Lo que hace unos años parecía una utopía de ciencia ficción se ha convertido en un escenario real de conflicto geopolítico: las órbitas bajas de la Tierra están emergiendo como el nuevo frente de guerra silenciosa entre potencias.
La constelación de satélites Starlink, desarrollada por SpaceX y utilizada tanto con fines civiles como militares, ha cambiado radicalmente la manera de hacer la guerra moderna. Y sus rivales, especialmente Rusia y China, se preparan para neutralizar esta ventaja tecnológica con proyectos que ya han sido bautizados como “Starlink Killers”.
La nueva frontera del conflicto global
Desde el estallido de la guerra en Ucrania, Starlink se ha consolidado como una herramienta crítica en el frente. Mientras las infraestructuras tradicionales de comunicación eran destruidas o interferidas, la red de Elon Musk permitió mantener operaciones clave, coordinar ataques con drones y garantizar la conectividad de unidades remotas.

Su resistencia al “jamming” y su despliegue masivo —más de 7.000 satélites en órbita baja— han llevado al Pentágono a considerarla un activo estratégico de primer orden.

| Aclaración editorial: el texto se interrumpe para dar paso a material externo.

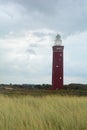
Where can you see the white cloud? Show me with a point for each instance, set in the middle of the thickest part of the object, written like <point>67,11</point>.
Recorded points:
<point>18,61</point>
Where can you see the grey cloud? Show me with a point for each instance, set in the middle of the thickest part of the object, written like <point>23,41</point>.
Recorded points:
<point>31,51</point>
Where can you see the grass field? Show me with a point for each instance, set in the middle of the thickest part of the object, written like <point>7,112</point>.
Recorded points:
<point>50,112</point>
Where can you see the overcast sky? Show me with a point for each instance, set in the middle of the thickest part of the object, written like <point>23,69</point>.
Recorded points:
<point>27,32</point>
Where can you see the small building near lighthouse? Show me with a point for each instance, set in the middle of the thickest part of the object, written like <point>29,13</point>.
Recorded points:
<point>57,64</point>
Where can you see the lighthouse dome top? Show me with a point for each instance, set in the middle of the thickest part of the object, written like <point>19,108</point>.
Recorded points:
<point>58,41</point>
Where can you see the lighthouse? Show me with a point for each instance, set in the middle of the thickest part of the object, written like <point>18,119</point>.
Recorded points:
<point>57,65</point>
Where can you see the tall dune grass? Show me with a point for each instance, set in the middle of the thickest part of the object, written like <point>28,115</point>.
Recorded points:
<point>43,113</point>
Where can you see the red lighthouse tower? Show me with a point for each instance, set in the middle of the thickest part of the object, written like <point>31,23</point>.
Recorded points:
<point>57,68</point>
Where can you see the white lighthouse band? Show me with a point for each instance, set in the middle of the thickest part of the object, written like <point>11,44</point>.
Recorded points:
<point>58,41</point>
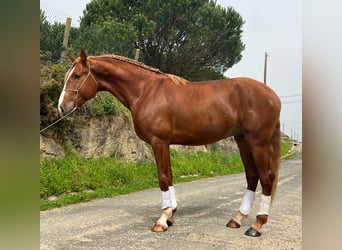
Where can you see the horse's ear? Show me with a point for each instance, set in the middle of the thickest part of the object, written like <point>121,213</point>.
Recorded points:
<point>71,57</point>
<point>83,56</point>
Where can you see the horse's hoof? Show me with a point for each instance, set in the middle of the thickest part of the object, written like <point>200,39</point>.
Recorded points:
<point>233,224</point>
<point>159,228</point>
<point>252,232</point>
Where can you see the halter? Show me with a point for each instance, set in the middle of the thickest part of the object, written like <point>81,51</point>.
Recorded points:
<point>76,91</point>
<point>79,88</point>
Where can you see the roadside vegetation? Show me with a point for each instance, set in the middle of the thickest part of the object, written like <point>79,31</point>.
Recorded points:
<point>74,179</point>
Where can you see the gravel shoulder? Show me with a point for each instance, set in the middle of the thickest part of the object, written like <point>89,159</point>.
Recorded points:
<point>205,206</point>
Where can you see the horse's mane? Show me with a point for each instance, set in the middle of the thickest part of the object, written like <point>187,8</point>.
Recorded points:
<point>176,79</point>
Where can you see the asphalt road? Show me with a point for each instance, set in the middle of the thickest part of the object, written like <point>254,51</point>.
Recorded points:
<point>204,207</point>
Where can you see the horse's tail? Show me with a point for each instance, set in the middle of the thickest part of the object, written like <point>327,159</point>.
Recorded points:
<point>274,157</point>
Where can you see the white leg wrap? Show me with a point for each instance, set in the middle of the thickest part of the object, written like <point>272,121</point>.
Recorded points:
<point>169,198</point>
<point>247,201</point>
<point>166,214</point>
<point>265,204</point>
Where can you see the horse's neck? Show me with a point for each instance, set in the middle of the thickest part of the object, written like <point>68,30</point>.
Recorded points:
<point>126,82</point>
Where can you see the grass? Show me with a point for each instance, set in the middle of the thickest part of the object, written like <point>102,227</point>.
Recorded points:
<point>74,179</point>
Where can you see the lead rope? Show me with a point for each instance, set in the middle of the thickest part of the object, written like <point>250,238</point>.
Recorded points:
<point>77,91</point>
<point>58,120</point>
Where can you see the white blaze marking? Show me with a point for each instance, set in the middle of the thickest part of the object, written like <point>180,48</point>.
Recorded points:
<point>63,91</point>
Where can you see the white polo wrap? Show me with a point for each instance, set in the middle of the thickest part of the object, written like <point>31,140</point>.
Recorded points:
<point>264,205</point>
<point>247,201</point>
<point>169,198</point>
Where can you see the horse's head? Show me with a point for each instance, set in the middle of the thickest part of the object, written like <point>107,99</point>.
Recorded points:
<point>79,85</point>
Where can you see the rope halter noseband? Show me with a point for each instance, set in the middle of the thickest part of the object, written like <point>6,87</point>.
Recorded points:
<point>76,91</point>
<point>79,88</point>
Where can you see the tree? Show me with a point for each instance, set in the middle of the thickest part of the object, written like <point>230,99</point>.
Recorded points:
<point>196,39</point>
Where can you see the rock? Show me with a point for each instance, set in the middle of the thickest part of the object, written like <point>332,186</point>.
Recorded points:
<point>49,148</point>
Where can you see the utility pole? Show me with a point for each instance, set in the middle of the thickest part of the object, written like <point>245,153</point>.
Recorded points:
<point>265,67</point>
<point>66,38</point>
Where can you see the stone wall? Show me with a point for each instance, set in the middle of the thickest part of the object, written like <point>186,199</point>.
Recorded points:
<point>106,136</point>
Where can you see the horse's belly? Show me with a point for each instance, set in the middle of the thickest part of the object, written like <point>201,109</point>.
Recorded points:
<point>204,135</point>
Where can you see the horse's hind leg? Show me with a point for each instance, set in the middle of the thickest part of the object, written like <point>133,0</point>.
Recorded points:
<point>252,178</point>
<point>266,157</point>
<point>168,195</point>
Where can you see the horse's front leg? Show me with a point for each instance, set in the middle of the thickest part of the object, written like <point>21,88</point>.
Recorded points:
<point>169,202</point>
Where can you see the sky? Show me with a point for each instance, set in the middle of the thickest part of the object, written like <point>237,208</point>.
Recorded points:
<point>272,26</point>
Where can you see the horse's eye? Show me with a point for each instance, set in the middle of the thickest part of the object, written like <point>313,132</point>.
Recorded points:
<point>76,77</point>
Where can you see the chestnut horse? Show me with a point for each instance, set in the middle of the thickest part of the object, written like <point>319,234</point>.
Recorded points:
<point>167,109</point>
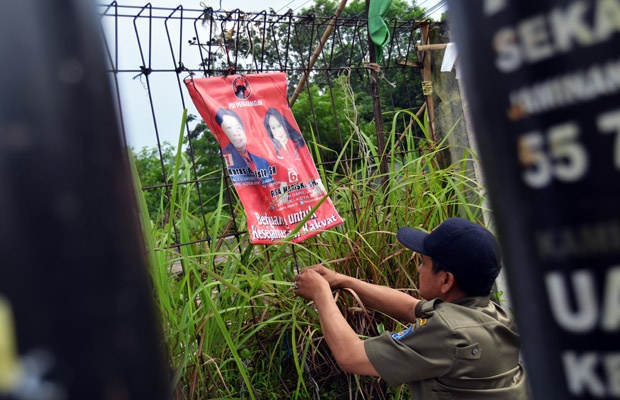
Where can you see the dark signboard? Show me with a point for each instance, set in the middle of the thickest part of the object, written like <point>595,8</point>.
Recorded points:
<point>543,83</point>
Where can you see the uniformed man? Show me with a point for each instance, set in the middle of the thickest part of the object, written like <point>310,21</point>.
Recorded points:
<point>459,344</point>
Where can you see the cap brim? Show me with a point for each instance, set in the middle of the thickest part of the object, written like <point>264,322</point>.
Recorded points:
<point>412,239</point>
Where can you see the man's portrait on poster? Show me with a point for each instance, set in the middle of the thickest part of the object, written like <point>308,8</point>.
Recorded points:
<point>243,166</point>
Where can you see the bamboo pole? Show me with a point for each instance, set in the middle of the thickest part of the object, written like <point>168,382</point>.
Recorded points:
<point>317,52</point>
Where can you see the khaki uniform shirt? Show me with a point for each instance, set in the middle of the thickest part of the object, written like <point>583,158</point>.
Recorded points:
<point>463,350</point>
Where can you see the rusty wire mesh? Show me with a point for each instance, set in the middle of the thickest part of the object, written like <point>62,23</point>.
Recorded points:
<point>151,50</point>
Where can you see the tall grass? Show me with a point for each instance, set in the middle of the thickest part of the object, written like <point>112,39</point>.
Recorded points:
<point>232,326</point>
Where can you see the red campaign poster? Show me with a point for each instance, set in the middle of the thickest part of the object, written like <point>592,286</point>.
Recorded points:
<point>267,158</point>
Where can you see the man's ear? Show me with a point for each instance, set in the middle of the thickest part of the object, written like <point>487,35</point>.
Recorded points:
<point>447,282</point>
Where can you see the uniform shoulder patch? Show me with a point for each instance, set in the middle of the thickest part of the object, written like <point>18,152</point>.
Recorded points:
<point>404,333</point>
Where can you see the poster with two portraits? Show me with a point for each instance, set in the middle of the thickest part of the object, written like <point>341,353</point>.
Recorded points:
<point>266,157</point>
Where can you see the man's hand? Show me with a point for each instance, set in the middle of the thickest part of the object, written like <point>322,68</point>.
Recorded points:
<point>310,283</point>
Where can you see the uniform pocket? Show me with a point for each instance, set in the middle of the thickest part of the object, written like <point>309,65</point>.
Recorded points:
<point>471,352</point>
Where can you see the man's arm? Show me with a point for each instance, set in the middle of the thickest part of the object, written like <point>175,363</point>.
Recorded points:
<point>345,345</point>
<point>392,302</point>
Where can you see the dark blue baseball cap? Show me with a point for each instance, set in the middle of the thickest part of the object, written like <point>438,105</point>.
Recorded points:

Pero su protagonismo no ha pasado desapercibido para Moscú y Pekín. Rusia ha respondido con un ambicioso plan de guerra electrónica centrado en su sistema Kalinka, diseñado para interferir las señales de los satélites Starshield, la versión militar de Starlink.
Armas nucleares en el espacio: el peor escenario
Este dispositivo, junto con los ya conocidos Tobol, ha sido vinculado con cortes de conexión sufridos por las fuerzas ucranianas desde mayo de 2024. Según fuentes militares europeas, los efectos colaterales han llegado incluso a los sistemas GPS de países vecinos, como Finlandia o Polonia, generando preocupación en la OTAN. Kaliningrado, enclave ruso en el corazón de Europa, podría ser uno de los nodos clave de estas operaciones.
China, por su parte, avanza en otra dirección: la captura o desactivación física de satélites en caso de conflicto. El Pentágono ha detectado maniobras “poco habituales” de varios satélites chinos que orbitan en patrones de proximidad sospechosos. Aunque oficialmente se presentan como maniobras de mantenimiento o gestión de residuos espaciales, en Washington temen que sean pruebas para futuros ataques cinéticos o robóticos en órbita.

El objetivo: inutilizar satélites enemigos sin dejar rastros inmediatos. La sofisticación de estas tácticas apunta a una nueva generación de guerra espacial. Pero el escenario se complica aún más con una amenaza que, de concretarse, supondría un punto de no retorno: el despliegue de armas nucleares en el espacio. Estados Unidos sospecha que Moscú estaría investigando la viabilidad de colocar dispositivos capaces de generar pulsos electromagnéticos (EMP) en órbita, capaces de destruir en segundos redes enteras de satélites.
Una medida que, además de ser ilegal según el Tratado del Espacio Exterior de 1967, podría desencadenar una reacción en cadena catastrófica conocida como el síndrome de Kessler, colapsando la navegación y las comunicaciones planetarias.